The Defense Advanced Research Projects Agency, the Pentagon’s futuristic tech lab, is working on the idea. In fact, DARPA has five programs underway to help soldiers find their way when GPS is on the fritz.
Depriving an army of GPS is almost like depriving a crackhead of drugs. Soldiers get lost, but GPS-guided smart bombs also can miss their targets.
“GPS signals cannot be received underground or underwater and can be significantly degraded or unavailable during solar storms,” DARPA said in a news release.
“More worrisome is that adversaries can jam signals. GPS continues to be vital, but its limitations in some environments could make it an Achilles’ heel if warfighters rely on it as their sole source of PNT [positioning, navigation and timing] information.”
The most interesting solution is called Adaptable Navigation Systems, which DARPA describes as using “cold-atom interferometry, which measures the relative acceleration and rotation of a cloud of atoms stored within a sensor.”
The system will also take advantage of other forms of signals to generate navigational data, including TV signals and lightning strikes.
Imagine that. Lightning guiding smart bombs to their targets.
DARPA is working on other methods to help soldiers find their way. Quantum-Assisted Sensing and Readout, otherwise known as QuASAR, aims to build the world’s most accurate atomic clocks, which will be off by less than one second every five billion years.

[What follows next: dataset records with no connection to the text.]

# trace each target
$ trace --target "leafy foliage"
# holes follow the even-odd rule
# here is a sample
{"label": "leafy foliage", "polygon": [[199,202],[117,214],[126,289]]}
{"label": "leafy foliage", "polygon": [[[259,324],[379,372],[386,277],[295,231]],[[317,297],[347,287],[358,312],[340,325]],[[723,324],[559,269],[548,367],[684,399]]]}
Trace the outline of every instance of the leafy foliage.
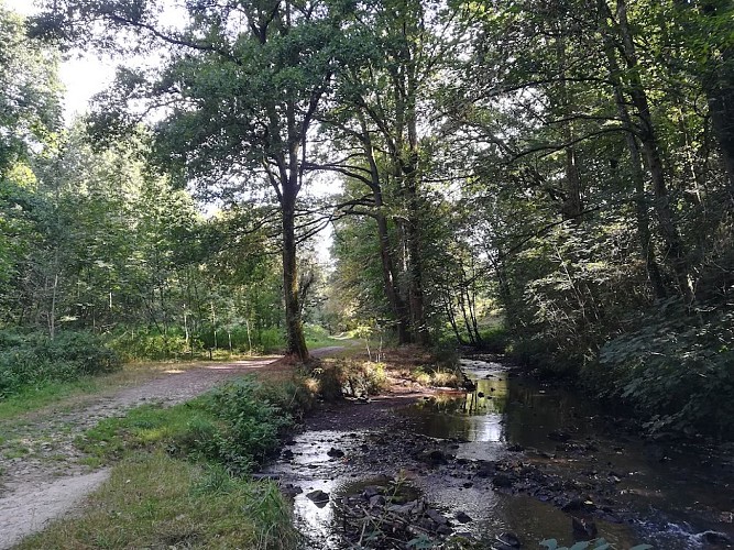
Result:
{"label": "leafy foliage", "polygon": [[119,369],[120,361],[88,332],[46,334],[0,331],[0,398],[29,386],[69,382]]}
{"label": "leafy foliage", "polygon": [[[570,547],[558,546],[556,539],[546,539],[539,542],[546,550],[613,550],[613,547],[604,539],[582,540]],[[629,550],[650,550],[650,544],[636,544]]]}
{"label": "leafy foliage", "polygon": [[[603,395],[632,405],[649,431],[731,437],[734,314],[668,300],[601,350]],[[613,381],[614,385],[609,383]]]}

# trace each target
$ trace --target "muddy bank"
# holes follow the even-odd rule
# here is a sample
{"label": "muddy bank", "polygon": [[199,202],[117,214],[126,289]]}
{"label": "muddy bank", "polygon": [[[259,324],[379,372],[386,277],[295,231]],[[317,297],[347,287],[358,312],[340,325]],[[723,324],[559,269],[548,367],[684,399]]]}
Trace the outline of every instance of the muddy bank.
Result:
{"label": "muddy bank", "polygon": [[[496,363],[464,369],[470,392],[409,388],[307,421],[265,471],[294,496],[307,547],[599,536],[616,548],[731,548],[734,476],[722,457],[616,437],[577,396]],[[412,496],[391,498],[395,487]]]}

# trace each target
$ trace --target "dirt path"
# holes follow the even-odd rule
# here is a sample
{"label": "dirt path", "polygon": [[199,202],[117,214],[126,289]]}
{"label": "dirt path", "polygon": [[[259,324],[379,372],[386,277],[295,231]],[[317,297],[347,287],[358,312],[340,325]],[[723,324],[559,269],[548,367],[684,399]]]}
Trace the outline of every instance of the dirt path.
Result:
{"label": "dirt path", "polygon": [[[122,416],[144,403],[175,405],[231,378],[288,370],[276,359],[218,363],[189,371],[171,370],[145,384],[100,394],[76,406],[54,406],[0,422],[0,549],[44,528],[70,512],[105,480],[90,468],[75,438],[103,418]],[[175,367],[172,367],[175,369]]]}

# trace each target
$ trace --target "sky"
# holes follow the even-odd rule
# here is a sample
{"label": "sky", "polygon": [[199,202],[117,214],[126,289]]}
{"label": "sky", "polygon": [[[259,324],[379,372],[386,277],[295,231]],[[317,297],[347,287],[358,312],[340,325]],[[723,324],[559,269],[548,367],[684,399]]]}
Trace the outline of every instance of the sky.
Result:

Scientists also working on superfast lasers to link the clocks because those super-accurate QuASAR clocks “are more precise than our current ability to synchronize between them.”
DARPA also is aiming small—very small—with microscopic gyroscopes, clocks and other gear that will provide location data without taking up much space or using much power.
“Position, navigation, and timing are as essential as oxygen for our military operators,” DARPA director Arati Prabhakar said. “Now we are putting new physics, new devices and new algorithms on the job so our people and our systems can break free of their reliance on GPS.”
Not quite. Lightning-strike navigation, micro-gyroscopes and atomic clocks that will accurate time long after the Sun has burned out and the Earth is a dead cinder, will undoubtedly prove useful.
But they’re merely another form of technology with their own vulnerabilities. They’ll inevitably malfunction in some way—or the enemy will find some method to interfere with them.
It’ll always be good to know how to read a map.